You guys remember that DIY project I was working on earlier this spring of redoing some Chinnoisserie chairs I found on the side of the road? Well, I’m back from my radio silence on this project, and some progress to share from the weekend. Although I can’t really take credit for the updates. 

If you're new to Decor-Eat, first of all welcome! For some background, here is where the chairs started - black with chipped paint, no seats and in desperate need of a cleaning and redo!

The end-goal is some variation of these chairs except for our balcony.

Those of you who have tried a DIY project know how hard it can be to find the time for crafting – add in a project that require wood cutting and it gets even more difficult for those of us in apartments. Being in Atlanta, I’m lucky to have my parents nearby with a backyard and most importantly a garage that they begrudgingly let me store my in-progress projects in. So these lovely chippendale chairs have been living stacked up in front of my Dad’s parking spot in the garage, and this weekend I reaped the benefits. I went over to my parent’s house to find my Dad in the garage, in front of the wood bench with the wood cutter in hand. 

First things first, we measured the chair in the back and front of where we wanted the seat to go. This ended up being 16" 3/4 in the back and 17" in the front.

And then we measured this out on the plywood. To make sure we got the angle right we checked the halfway point of each measure and made sure they were equidistant from each side line. A 90 degree angled ruler was helpful to make sure we drew a straight line.

We then used an electric circular saw, and by we I mean my Dad, not sure I'm ready to mess with that one. Evidently they can have a pretty strong kick back. Goggles and headphones were a must. We also used a clamp to help hold the board in place and pushed it up against some placeholders on the right side to get a precise cut.

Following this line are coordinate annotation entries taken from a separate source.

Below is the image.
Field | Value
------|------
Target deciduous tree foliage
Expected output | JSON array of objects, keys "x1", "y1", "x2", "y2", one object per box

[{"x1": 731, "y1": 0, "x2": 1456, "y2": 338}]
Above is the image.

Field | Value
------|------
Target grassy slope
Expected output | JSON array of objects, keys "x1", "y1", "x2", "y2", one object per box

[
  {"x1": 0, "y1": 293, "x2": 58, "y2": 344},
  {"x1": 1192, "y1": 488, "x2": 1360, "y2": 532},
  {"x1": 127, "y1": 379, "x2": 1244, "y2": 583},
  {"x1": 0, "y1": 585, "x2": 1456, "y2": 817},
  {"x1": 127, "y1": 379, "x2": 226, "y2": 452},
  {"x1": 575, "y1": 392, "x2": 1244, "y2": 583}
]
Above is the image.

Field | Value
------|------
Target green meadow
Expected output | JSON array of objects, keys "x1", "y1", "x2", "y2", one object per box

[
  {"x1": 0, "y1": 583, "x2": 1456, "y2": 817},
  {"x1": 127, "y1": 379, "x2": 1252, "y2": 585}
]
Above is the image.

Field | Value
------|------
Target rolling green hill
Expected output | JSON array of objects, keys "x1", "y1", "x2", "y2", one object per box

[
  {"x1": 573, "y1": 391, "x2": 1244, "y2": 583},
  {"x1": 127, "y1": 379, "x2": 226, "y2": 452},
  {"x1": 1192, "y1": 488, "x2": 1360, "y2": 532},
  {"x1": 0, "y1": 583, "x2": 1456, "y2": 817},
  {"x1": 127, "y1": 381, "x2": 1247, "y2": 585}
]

Luckily, the board was a perfect fit for the the seat. If you notice, the corners and edges of the board are sharp in this picture, so we used an ocillating sander to help round them out.

I'm not going to lie, I got pretty excited about this tool. Wood cutting is something I will definitely work my way up to, but this sander is something I want to start using now. I hate to sand. This tool moves the sandpaper in a circle making the sanding even and SO much faster.

The before is on the left and sanded on the right.

Looks so much better, right? 
We cut the first seat and called it a day.

Sunday rolls around and I get a text from my Dad updating me that the seat has been screwed in and painted! Best Dad ever right? And I think there is a ring to that. New series? DIY with Daddo.